TOKYO In an effort to revitalize Japan's semiconductor industry, 11 of the country's semiconductor companies have announced the formation of the Advanced SoC Platform Corp. (Aspla). The government-supported R&D company was established to develop a common base for the design and manufacture of semiconductors using 90-nanometer technology.
"Aspla's objective is to standardize design and process," said Satoru Ito, chairman of Aspla, who is a former president and chief executive officer, semiconductor and integrated circuits, at Hitachi Ltd.
The 11 companies are the member companies of the Semiconductor Executive Committee of the Japan Electric and Information Technology Industries Association (JEITA).
Six of the 11 companies in Aspla Fujitsu, Hitachi, Matsushita, Mitsubishi, NEC and Toshiba invested $1.3 million each, and will act as development partners to carry out practical research and development. The six partners will send a total of 150 engineers to Aspla, and will share the cost of operation, which is estimated to be about $85 million. These companies' 90-nm processes will be "completely unified," said Keiichi Kawate, president and chief executive officer of Aspla, a former information technology executive at Toshiba.
The remaining five companies, Oki, Rohm, Sanyo, Sharp and Sony, each of which contributed about $85,000, will support the activity. The six major investors will invest another $1.3 million in Aspla next March, to increase Aspla's total capital to about $16 million from the startup capital of about $8 million.
Starting operation next week, Aspla plans to build a 300-mm wafer pilot line at a facility in Sagamihara this fiscal year. "The selection of equipment is almost done," said Osamu Kudo, executive vice president and chief technology officer of Aspla.

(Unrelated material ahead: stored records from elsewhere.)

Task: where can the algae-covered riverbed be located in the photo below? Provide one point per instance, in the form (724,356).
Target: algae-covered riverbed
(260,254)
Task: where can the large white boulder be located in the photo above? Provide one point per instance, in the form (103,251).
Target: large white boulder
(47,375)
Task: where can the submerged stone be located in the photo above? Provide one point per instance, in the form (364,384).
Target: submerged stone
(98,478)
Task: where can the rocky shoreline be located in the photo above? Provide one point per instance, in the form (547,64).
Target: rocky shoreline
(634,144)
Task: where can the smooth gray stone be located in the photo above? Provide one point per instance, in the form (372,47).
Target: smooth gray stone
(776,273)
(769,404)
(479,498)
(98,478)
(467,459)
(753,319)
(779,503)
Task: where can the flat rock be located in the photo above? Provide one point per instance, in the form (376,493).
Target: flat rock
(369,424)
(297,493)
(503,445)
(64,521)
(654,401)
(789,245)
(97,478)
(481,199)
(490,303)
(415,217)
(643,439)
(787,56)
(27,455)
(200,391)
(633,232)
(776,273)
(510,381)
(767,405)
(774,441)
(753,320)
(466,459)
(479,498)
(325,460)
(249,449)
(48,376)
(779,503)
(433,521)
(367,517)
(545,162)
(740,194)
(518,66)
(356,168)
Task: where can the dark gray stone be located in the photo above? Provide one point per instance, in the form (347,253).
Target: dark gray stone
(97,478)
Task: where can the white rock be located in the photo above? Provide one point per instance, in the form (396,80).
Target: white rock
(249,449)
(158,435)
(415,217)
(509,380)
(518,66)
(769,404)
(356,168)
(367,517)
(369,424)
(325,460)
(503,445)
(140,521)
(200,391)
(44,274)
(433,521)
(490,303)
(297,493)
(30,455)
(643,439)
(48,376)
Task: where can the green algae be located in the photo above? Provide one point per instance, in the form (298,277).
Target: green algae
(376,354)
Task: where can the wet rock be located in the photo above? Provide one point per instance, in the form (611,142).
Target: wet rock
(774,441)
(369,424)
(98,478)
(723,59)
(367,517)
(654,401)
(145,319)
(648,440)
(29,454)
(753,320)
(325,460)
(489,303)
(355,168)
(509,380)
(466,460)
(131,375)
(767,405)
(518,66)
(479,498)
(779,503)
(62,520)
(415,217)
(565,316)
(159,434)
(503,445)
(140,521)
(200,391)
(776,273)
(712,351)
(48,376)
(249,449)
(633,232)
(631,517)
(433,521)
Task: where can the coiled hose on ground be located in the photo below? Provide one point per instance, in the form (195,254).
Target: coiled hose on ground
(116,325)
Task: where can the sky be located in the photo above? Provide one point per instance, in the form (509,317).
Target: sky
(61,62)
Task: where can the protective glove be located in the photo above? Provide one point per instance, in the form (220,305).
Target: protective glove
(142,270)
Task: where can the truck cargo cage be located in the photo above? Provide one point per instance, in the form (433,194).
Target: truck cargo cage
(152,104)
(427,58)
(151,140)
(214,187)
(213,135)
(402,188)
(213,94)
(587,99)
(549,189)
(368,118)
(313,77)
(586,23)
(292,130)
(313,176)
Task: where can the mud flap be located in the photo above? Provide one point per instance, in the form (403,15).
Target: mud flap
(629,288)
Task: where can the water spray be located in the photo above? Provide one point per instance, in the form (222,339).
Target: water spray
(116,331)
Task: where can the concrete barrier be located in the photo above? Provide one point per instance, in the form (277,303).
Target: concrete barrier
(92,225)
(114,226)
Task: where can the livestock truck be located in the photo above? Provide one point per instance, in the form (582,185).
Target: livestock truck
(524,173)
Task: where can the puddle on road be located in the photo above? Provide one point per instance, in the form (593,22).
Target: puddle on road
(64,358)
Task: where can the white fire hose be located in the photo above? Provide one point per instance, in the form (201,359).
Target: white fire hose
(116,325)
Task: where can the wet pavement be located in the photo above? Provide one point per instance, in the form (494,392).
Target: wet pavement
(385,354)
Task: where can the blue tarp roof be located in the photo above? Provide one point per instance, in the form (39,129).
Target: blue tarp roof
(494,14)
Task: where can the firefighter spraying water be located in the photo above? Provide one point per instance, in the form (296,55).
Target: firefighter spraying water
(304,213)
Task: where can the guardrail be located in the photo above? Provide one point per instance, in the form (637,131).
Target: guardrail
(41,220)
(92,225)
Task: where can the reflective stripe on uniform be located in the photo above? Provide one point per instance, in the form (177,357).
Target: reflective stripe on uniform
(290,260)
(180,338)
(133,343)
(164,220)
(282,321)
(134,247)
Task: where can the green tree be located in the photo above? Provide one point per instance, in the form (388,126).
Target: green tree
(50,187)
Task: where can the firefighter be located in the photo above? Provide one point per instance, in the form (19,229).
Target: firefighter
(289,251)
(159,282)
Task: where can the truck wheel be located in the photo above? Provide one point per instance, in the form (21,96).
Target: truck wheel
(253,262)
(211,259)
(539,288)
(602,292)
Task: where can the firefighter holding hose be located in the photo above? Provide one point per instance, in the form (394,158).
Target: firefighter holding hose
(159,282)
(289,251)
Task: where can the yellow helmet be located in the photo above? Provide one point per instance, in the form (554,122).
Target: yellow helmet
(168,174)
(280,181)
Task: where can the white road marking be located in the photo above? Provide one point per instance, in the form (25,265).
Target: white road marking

The Semiconductor Technology Academic Research Center (Starc) consortium proposed a standard last August for intellectual-property-based system-on-chip design technology set for the 90-nm generation. Aspla's unification of design and process will be based on this standardized design technology. "Starc plans to release about 500 IP [intellectual property] libraries for 90 nm this year," said Toyoki Takemoto, president of Starc.
Aspla plans to establish a standard process for the 90-nm node in the first half of 2003 and develop derivative processes in the second half.